README.md


# tor_fusion: parsing tor network data efficiently in rust.

tor_fusion is a project to parse [Tor](https://www.torproject.org/) network
documents in the [Rust](https://www.rust-lang.org/) programming language.

## Links:

This is the README for the tor_fusion project as a whole.
If you want find more practical information regarding parsing Tor network documents
and extracting metrics you might want to check out these links:

  * [Tor Metrics website](https://metrics.torproject.org/)

  * [Docs on reproducible metrics](https://metrics.torproject.org/reproducible-metrics.html)

  * [DescriptorParser](https://gitlab.torproject.org/tpo/network-health/metrics/descriptorParser/)
  a java app to parse and store Tor network documents.

  * [Metrics Library](https://gitlab.torproject.org/tpo/network-health/metrics/library)
  a java library to parse Tor network documents

  * [Collector](https://collector.torproject.org) an archive of data from
  various nodes and services in the public Tor network.


## Why rewrite how network documents are parsed?

The data analysis community is evolving and moving to different tools then
when the metrics pipeline was first developed.

At the same time we have way more data produced from nodes and services on the
public Tor network then when metrics started as a project in Tor.

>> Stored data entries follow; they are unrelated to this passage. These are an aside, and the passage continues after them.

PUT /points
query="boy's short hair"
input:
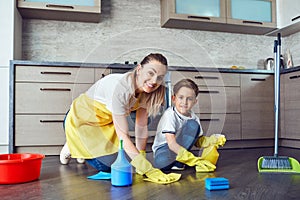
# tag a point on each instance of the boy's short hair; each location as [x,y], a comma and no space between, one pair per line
[186,83]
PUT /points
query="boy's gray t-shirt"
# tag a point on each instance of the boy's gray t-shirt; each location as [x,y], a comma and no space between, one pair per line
[171,122]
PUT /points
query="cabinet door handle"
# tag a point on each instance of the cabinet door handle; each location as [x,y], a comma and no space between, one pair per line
[210,120]
[252,22]
[57,73]
[294,77]
[258,79]
[295,18]
[55,89]
[206,77]
[51,121]
[59,6]
[199,17]
[208,92]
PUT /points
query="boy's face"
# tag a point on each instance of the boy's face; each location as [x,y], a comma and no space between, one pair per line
[184,100]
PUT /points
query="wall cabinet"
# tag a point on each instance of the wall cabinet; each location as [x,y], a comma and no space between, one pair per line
[251,17]
[288,17]
[257,106]
[66,10]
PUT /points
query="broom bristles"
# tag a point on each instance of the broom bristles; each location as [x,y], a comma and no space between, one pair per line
[276,162]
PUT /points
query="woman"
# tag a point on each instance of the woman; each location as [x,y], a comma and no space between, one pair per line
[97,119]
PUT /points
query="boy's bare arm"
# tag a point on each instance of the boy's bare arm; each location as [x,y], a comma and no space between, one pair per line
[171,140]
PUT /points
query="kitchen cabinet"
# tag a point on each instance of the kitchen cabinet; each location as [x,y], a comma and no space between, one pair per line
[288,17]
[66,10]
[220,15]
[218,101]
[292,105]
[257,106]
[43,95]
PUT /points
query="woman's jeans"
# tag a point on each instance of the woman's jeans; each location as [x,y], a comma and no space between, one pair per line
[164,158]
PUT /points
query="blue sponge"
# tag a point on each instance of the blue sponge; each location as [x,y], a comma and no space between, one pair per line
[219,183]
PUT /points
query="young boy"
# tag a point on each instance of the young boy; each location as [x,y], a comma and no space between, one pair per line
[179,129]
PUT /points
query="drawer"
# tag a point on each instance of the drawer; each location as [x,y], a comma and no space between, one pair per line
[54,74]
[227,124]
[207,78]
[218,100]
[101,72]
[39,130]
[45,97]
[257,88]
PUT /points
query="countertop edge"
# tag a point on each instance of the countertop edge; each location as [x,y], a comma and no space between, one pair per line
[130,66]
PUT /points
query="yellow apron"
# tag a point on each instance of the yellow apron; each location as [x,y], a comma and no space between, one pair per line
[90,131]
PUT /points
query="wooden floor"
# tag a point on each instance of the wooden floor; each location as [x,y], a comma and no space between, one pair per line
[239,166]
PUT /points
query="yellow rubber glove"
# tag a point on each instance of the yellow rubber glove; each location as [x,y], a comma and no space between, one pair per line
[211,154]
[213,140]
[143,153]
[153,174]
[188,158]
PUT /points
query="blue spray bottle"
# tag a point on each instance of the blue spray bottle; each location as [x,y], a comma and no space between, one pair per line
[121,170]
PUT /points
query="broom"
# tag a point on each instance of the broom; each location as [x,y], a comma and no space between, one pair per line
[276,162]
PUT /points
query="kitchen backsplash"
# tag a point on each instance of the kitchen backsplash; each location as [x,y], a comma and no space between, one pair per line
[130,29]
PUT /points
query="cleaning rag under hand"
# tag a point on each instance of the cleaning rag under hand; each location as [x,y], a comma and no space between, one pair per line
[144,167]
[188,158]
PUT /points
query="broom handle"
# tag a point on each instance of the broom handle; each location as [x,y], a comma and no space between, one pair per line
[277,45]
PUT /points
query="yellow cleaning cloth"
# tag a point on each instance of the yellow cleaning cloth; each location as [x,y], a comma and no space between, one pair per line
[143,166]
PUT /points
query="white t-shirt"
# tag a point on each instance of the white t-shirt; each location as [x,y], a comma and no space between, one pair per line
[116,91]
[171,122]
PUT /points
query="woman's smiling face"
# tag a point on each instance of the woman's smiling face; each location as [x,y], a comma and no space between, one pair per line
[150,76]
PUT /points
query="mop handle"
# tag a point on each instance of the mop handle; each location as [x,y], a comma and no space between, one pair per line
[277,45]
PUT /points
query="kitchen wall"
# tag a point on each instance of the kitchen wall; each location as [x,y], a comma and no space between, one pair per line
[130,29]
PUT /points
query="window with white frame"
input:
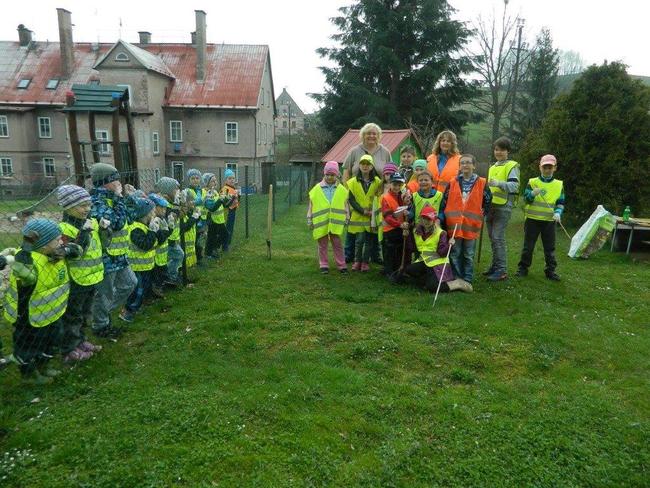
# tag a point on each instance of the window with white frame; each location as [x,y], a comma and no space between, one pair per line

We are in the process of [restructuring our pipeline](https://gitlab.torproject.org/tpo/network-health/team/-/wikis/metrics/collector/pipeline)
so that is easier to maintain over time, but also so that we are able to offer
better resources to our community and process data more efficiently.

Rust stands out as a practical choice for processing Tor network metrics, due to
 its performance and security features.

Rust offers efficiency when handling large datasets. Additionally, developers
can use an array of libraries explicitly designed for data analysis to
streamline data processing that is not specific to Tor, offering more
flexibility to researchers.


## What documents are supported?

We are currently only parsing onionperf analysis files. The long term plan is to
embed [Arti](https://gitlab.torproject.org/tpo/core/arti/) to download and parse
all types of documents produced by the various network nodes and services.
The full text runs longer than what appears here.